D’ailleurs, depuis la création du concert symphonique aux alentours de 1850, sa forme n’a pas vraiment évolué et a même conditionné les autres manières d’écouter et vivre la musique, avec des codes clairs et stricts. « Tu dois être absolument silencieux pendant l’écoute, rester immobile, applaudir à la fin, tu dois avoir une manière d’apprécier la musique… j’ai de plus en plus de mal avec la forme classique du concert, mais ce genre de cadre très strict et très ancré se retrouve aussi dans des musiques plus actuelles comme le rock ou les musiques expérimentales. C’est difficile de faire bouger les lignes, que ce soit pour la musique en elle-même ou la manière de la jouer ».

Revenons à nos moutons, orgues d’église et autres afters cléricaux. Lorsque Maxime Denuc propose « Solarium », l’expérience est un franc succès et une tournée se dessine. Là-dessus, le covid arrive sur son cheval de bataille et tue dans l’œuf un projet prometteur. Mais l’artiste ne s’avoue pas vaincu. Et alors que le pays est en pause, il mène quelques recherches sur les orgues d’église équipés de système MIDI : des orgues contrôlables et modulables par ordinateur, qui deviennent ainsi un synthétiseur monumental à la résonance de cathédrale. « Je suis tombé sur le site d’un fabricant d’orgues MIDI qui recensait toutes les églises qui en étaient équipées. J’ai envoyé une série de mails pour expliquer mon projet de travailler sur ces machines et j’ai fini par avoir une réponse positive ».

Cap sur l’église Saint-Antonius de Düsseldorf. En plein confinement, Maxime Denuc est détenteur du Graal, le sésame qui lui permet non seulement de mener à bien son projet, mais aussi de voyager à l’envi en Allemagne. C’est le très enthousiaste Marcus Hinz qui l’accueille, lui donne les clés de l’église et carte blanche pour y travailler.

« C’était comme une résidence dans l’église. Je travaillais sur l’orgue de 9h à 23h tous les jours, avec seulement des pauses pour les messes. Parfois, je voyais des gens prier en bas et j’étais presque gêné de jouer ma musique, mais Marcus me disait que c’était au contraire tout à fait adapté. Contrairement à ce que l’on pourrait croire, les gens d’église peuvent comprendre l’idée et l’attrait pour le sacré. Marcus voulait vraiment faire avancer la musique d’orgue ».
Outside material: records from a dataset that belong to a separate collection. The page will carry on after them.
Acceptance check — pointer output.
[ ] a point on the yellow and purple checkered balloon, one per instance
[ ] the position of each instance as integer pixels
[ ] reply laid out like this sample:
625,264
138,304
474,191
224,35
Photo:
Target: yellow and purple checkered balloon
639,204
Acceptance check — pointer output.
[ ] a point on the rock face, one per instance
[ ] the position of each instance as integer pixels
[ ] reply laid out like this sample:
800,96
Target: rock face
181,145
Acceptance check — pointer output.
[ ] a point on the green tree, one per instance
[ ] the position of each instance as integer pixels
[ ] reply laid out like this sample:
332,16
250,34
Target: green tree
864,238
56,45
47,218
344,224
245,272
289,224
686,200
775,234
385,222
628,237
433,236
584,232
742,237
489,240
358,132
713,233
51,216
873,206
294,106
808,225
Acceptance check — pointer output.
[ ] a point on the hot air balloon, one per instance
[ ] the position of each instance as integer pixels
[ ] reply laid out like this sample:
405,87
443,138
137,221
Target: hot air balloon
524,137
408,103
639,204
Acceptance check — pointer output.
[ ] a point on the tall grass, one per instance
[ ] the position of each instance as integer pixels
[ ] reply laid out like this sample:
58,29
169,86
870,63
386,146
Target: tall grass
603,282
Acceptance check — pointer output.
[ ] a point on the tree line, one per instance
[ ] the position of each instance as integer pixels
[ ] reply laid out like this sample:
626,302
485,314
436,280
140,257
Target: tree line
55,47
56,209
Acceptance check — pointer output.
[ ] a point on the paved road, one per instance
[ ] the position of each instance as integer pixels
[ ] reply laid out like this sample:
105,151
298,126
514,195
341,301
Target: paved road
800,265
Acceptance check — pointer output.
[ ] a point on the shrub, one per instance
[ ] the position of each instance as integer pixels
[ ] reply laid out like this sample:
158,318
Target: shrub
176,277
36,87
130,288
En effet, l’association de l’ordinateur et de l’orgue permet de transcender l’instrument, autant que la manière classique de l’utiliser. Maxime Denuc compose sur logiciel avec la précision chirurgicale des musiques électroniques, et mène l’orgue comme un chef d’orchestre. « On dépasse les limites de l’instrument, un organiste seul ne pourrait pas physiquement jouer cette musique ». Ainsi, l’artiste ne cherche pas à faire de l’ombre à l’orgue classique, ou l’enterrer, mais simplement explorer de nouvelles manières d’en jouer. Et à l’inverse, l’instrument a aussi son propre son, ses modules et un cadre qu’il est impossible de dépasser : « l’orgue façonne aussi sa propre musique ».

Et pour le live ? L’inconvénient de l’orgue d’église est qu’il est difficile de transporter l’orgue, ou l’église, en tourbus. Maxime Denuc réfléchit donc à travailler sa nouvelle pièce sur un système d’orgue MIDI transportable. Mais cette machine est évidemment beaucoup plus petite, ce qui reviendrait finalement à réadapter complètement son projet. « Ce sont les limites et les découvertes de mes projets qui me poussent à en explorer d’autres. Il y a encore beaucoup de choses à dire sur l’orgue », conclue-t-il avec un sourire énigmatique.